2017, l’année du bitcoin, des FAANG et de l’euro

Trois phénomènes aussi nets que surprenants ont marqué l’année qui s’achève. L’on aurait tort de ne pas les considérer comme autant d’avertissements de danger pour l’an prochain, qui sera probablement plus tumultueux que 2017. Analyse.

Nous arrivons peu à peu au terme d’une année financière plus que clémente, durant laquelle les taux n’ont (pour l’heure) pas réellement amorcé leur redressement malgré une reprise de plus en plus nette de l’économie mondiale en général et des économies européennes en particulier. Les banques centrales continuent en effet à mettre tout en oeuvre pour soutenir la reprise économique.

2017 est l’année où les investisseurs ont désappris à s’inquiéter

Résultat: les Bourses n’ont cessé de progresser et nous avons enregistré d’excellents rendements sur les marchés américains, japonais, émergents et européens. Ces douze derniers mois n’ont par ailleurs été marqués par aucune correction boursière significative. L’année 2017 fut ainsi celle où les investisseurs ont désappris à s’inquiéter. L’indice Standard&Poor’s500 a progressé chaque mois, à part une baisse négligeable (-0,04%) en mars dernier. Et c’est précisément là que réside le danger pour 2018. En outre, trois phénomènes aussi nets que surprenants ont marqué l’année. L’on aurait tort de ne pas les considérer comme autant d’avertissements pour l’an prochain, qui sera probablement plus tumultueux que 2017. Analyse.

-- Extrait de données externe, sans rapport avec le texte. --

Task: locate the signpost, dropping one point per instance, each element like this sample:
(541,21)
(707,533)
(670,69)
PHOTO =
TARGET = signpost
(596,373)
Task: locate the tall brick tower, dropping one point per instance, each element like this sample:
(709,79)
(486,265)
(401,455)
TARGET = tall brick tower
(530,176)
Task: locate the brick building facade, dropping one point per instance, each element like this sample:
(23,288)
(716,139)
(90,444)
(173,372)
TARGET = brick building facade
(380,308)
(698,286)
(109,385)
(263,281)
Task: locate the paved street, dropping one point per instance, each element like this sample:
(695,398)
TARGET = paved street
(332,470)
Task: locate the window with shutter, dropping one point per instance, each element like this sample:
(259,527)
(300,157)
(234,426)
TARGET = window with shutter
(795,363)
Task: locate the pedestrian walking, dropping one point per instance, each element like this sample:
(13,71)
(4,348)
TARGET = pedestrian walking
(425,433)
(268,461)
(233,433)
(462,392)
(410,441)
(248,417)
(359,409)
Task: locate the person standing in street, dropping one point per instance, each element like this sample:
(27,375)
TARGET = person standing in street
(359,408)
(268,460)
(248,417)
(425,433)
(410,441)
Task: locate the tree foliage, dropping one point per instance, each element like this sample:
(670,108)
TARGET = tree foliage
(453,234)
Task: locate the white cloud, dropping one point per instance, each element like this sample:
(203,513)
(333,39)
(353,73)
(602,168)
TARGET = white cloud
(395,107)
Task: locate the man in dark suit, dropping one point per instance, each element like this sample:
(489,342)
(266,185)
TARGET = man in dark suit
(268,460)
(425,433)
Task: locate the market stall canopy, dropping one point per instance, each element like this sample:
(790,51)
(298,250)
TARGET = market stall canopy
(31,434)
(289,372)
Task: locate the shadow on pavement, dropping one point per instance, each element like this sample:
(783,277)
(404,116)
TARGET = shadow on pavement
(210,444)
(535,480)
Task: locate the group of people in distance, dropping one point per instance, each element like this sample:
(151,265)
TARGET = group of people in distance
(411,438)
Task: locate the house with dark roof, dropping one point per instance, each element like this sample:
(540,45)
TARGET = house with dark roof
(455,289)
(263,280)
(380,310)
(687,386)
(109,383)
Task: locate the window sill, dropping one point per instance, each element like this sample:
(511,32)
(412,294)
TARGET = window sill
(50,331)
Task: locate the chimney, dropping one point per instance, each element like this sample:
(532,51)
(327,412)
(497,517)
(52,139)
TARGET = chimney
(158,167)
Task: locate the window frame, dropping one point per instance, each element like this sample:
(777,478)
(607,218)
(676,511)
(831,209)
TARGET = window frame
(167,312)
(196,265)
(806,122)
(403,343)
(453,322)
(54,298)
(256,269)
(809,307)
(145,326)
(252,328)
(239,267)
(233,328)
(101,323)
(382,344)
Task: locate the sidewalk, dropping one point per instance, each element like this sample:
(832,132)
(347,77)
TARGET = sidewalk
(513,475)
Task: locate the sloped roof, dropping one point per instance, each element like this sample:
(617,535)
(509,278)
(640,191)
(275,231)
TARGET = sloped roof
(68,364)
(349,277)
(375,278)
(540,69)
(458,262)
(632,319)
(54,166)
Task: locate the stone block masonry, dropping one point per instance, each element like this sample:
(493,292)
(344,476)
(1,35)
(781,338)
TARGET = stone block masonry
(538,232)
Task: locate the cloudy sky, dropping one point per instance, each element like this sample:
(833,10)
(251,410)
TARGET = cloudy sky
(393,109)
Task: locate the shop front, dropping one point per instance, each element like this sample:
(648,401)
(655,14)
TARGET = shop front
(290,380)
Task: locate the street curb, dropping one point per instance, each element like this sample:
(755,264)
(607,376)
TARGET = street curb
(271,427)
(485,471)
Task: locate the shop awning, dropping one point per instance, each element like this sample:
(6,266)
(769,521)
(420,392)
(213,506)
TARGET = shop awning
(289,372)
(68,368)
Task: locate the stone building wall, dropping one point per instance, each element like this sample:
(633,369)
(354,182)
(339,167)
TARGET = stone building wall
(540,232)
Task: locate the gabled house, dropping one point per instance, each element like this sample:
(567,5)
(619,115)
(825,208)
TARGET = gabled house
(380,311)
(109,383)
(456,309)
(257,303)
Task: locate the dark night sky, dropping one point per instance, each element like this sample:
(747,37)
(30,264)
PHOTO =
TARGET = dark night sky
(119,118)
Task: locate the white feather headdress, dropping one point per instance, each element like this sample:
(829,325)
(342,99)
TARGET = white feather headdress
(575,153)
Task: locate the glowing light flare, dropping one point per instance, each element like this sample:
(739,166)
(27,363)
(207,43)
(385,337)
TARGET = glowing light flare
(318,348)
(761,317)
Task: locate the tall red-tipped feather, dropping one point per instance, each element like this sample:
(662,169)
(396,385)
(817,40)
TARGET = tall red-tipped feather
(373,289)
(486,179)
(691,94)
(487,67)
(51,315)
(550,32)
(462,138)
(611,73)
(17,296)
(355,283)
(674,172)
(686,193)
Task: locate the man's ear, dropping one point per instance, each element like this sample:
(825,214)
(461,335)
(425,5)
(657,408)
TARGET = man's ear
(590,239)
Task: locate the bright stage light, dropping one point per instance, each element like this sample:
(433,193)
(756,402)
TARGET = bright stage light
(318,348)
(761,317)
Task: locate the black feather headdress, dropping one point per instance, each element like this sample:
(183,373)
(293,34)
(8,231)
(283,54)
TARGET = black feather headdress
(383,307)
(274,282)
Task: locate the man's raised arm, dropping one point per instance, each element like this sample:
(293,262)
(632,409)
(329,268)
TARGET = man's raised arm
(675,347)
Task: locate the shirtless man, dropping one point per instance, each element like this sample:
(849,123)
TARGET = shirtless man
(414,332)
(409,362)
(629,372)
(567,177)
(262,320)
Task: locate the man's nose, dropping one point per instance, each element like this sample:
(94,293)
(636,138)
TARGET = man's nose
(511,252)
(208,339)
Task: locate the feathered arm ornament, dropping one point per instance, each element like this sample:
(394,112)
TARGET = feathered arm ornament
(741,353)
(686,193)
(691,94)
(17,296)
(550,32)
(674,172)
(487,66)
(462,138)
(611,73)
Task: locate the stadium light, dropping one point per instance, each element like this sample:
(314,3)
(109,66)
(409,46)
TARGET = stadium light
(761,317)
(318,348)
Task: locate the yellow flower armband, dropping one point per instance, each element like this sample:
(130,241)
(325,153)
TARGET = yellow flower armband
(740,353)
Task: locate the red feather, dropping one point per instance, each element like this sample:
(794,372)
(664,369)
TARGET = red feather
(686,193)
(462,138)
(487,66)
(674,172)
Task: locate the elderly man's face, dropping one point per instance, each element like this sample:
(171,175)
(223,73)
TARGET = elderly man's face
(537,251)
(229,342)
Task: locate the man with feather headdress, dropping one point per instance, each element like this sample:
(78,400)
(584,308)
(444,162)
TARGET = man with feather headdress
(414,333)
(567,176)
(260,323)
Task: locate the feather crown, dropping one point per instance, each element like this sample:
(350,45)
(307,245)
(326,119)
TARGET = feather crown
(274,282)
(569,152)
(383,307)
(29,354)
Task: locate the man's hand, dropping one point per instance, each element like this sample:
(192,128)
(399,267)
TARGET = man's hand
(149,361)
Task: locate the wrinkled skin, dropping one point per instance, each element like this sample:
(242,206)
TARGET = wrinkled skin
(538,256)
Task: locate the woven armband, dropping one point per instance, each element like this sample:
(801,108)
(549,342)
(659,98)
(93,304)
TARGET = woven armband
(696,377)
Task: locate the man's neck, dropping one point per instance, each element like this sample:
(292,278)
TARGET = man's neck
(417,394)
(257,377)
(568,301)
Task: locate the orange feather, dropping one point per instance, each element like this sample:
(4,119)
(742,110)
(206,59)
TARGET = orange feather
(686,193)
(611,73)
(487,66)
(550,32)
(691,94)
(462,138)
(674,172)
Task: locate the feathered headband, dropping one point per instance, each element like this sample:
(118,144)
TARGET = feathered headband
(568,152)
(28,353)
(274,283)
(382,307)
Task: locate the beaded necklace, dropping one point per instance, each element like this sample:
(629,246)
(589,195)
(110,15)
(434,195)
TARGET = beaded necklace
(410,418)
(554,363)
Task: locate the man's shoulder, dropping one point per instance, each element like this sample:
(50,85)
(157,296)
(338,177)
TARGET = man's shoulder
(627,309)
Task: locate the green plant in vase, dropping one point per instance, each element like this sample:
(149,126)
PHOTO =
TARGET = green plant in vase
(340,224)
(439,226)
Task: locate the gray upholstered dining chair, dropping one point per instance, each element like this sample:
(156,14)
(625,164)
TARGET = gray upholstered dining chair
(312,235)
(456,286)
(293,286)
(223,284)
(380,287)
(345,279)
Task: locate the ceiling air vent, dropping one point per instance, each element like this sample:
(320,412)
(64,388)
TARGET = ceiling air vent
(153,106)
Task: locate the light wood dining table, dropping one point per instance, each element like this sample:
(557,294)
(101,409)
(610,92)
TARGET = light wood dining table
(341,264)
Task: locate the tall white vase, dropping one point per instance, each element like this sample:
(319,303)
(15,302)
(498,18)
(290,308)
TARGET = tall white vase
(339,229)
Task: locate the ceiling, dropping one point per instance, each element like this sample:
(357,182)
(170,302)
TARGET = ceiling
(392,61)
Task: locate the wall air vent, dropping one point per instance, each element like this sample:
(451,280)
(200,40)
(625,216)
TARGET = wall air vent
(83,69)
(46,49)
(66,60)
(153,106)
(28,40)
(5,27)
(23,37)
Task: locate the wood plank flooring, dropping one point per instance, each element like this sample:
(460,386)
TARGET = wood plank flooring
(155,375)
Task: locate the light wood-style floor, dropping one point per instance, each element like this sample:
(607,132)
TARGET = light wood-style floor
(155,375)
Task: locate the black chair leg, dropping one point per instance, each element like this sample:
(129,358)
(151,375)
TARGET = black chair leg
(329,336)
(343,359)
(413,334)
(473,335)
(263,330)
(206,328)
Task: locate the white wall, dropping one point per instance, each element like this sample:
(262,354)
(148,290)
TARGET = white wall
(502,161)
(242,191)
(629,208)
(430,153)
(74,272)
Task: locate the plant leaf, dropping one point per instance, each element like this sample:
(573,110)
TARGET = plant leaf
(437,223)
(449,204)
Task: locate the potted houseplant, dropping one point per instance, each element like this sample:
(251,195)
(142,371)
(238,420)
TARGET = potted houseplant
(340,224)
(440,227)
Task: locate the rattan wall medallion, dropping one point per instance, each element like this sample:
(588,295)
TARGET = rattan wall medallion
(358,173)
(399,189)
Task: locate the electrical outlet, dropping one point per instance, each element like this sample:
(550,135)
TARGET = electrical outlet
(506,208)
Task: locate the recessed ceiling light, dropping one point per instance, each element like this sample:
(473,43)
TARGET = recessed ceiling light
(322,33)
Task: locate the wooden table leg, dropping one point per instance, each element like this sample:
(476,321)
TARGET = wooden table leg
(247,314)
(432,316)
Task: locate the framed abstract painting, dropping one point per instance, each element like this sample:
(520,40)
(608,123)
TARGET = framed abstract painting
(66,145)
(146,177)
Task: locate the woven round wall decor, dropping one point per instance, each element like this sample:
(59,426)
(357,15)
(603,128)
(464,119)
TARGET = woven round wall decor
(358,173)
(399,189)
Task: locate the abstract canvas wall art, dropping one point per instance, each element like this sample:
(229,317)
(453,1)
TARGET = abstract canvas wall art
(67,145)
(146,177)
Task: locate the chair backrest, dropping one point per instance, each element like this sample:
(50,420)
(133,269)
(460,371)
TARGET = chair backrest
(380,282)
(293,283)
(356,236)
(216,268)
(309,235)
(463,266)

Des canaris au fond de la mine

Elle est exceptionnelle et laisse présager une surchauffe des marchés financiers: l’ascension hallucinante du bitcoin et des autres cryptomonnaies. A la fin de l’an dernier, rares étaient les investisseurs à en avoir entendu parler. Aujourd’hui, le phénomène fait la Une de tous les médias. Ceux qui ont investi 1.000 dollars dans la plus célèbre monnaie virtuelle en 2010 disposent aujourd’hui (lors de la rédaction de cet article) d’un patrimoine d’environ 160 millions de dollars, appelé à grossir encore. Car l’évolution de la valeur du bitcoin en dollars prend des allures paraboliques. Malgré trois corrections de 30% et plus dans le courant de l’année – ce qui en soi est phénoménal _, le bitcoin a à nouveau vu sa valeur doubler ces deux derniers mois; et depuis le début de l’année, elle a décuplé ! S’il valait encore moins de 1.000 dollars en février, il se négocie en effet déjà à plus de 10.000 dollars. Lorsqu’au début de l’année, un conseiller avait pronostiqué un niveau stratosphérique situé entre 20.000-25.000 dollars, on lui avait ri au nez. Nous aussi, d’ailleurs…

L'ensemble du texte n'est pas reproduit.